The website will have some main topics..Topics will be added regularly. In response to these topics I want users to be able to post comments/opinions and discuss the topic. I want to have full control as an admin over these discussions with the ability to delete any posts. I also want to eventually add something in to keep profanity from being able to be posted. The discussion board will only be based off the topic and the users shouldn't have any control of being able to start a new discussion thread. The discussion board doesn't need any fancy features... All the users need to be able to do is post text and possibly links.

I know some basic PHP and MySQL. I also have the drive, motivation, and time to learn what I need to for this.

So basically what I need to learn is
How to create the database of users and allow sign-up, login
How to build the discussion board with my full control over it

Do you have any suggestion or know of any tutorials that can help me out?

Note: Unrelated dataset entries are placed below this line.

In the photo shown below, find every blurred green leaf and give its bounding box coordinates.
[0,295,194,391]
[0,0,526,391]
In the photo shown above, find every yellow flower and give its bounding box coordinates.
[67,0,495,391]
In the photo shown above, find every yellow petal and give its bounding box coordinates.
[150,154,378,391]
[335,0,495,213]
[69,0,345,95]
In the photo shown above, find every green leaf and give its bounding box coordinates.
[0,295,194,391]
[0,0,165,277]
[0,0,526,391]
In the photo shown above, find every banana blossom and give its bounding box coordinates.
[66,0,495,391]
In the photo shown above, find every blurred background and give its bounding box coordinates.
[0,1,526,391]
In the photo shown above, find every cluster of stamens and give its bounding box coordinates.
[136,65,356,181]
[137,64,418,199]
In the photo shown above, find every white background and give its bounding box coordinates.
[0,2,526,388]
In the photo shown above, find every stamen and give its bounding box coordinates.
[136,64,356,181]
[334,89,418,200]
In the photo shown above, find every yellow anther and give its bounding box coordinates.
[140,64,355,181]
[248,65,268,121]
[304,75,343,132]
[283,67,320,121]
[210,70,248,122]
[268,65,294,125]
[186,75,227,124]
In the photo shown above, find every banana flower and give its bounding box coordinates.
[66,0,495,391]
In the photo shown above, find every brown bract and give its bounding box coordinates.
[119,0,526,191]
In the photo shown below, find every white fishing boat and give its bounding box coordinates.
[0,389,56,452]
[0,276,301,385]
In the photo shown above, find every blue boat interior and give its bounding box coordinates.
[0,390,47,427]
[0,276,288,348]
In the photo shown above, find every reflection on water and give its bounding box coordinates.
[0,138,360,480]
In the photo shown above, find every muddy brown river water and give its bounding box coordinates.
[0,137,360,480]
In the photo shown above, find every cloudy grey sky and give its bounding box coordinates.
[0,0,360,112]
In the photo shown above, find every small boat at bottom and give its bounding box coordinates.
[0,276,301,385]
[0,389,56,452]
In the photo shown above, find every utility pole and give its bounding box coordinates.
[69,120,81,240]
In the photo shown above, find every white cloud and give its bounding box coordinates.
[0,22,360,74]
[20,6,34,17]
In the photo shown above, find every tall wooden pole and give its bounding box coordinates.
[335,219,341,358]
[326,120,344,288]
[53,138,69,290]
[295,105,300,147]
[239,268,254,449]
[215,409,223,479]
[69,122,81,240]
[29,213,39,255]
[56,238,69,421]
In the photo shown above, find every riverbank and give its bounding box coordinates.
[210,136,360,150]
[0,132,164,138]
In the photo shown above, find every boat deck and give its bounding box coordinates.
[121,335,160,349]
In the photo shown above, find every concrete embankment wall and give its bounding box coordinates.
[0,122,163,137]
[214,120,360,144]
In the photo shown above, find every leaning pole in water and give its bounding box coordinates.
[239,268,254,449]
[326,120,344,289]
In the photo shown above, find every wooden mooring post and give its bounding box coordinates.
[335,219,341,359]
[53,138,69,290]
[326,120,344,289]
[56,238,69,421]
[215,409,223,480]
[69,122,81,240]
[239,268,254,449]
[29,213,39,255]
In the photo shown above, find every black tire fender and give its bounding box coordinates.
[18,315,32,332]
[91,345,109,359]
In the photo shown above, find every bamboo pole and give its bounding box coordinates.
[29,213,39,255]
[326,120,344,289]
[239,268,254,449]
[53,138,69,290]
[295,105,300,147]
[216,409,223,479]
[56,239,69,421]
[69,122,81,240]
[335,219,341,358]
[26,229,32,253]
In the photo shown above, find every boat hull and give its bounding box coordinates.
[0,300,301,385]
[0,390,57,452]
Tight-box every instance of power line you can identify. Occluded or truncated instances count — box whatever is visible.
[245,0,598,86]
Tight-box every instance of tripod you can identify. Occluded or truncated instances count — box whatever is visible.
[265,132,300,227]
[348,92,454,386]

Thank you in advance for all your help.

Jesdisciple
06-03-2009, 06:36 PM
For tutorials, just Google the technical terms involved... like registration and sessions(link) (http://us.php.net/manual/en/intro.session.php), and especially PHP and/or MySQL (depending on which part you're looking for). You don't want to omit "PHP" and get an ASP tutorial, for example.

Registration requires a 'users' table, which at its simplest only contains, for each user, a user id (primary and unique), username (unique), password, and email (unique). phpMyAdmin is a great tool for setting this up.

Logging in requires sessions (http://us.php.net/manual/en/intro.session.php) and the same database.

For the forum, you'll need 'topics' and 'posts' tables. In each post's entry, identify its topic and position (e.g., the second post would have position 1), and index both fields for efficiency. Note that I've never done this before, so this is just how my first try would be.

Obviously, anything beyond the core forum features (e.g., private messaging, search) will probably require more tables.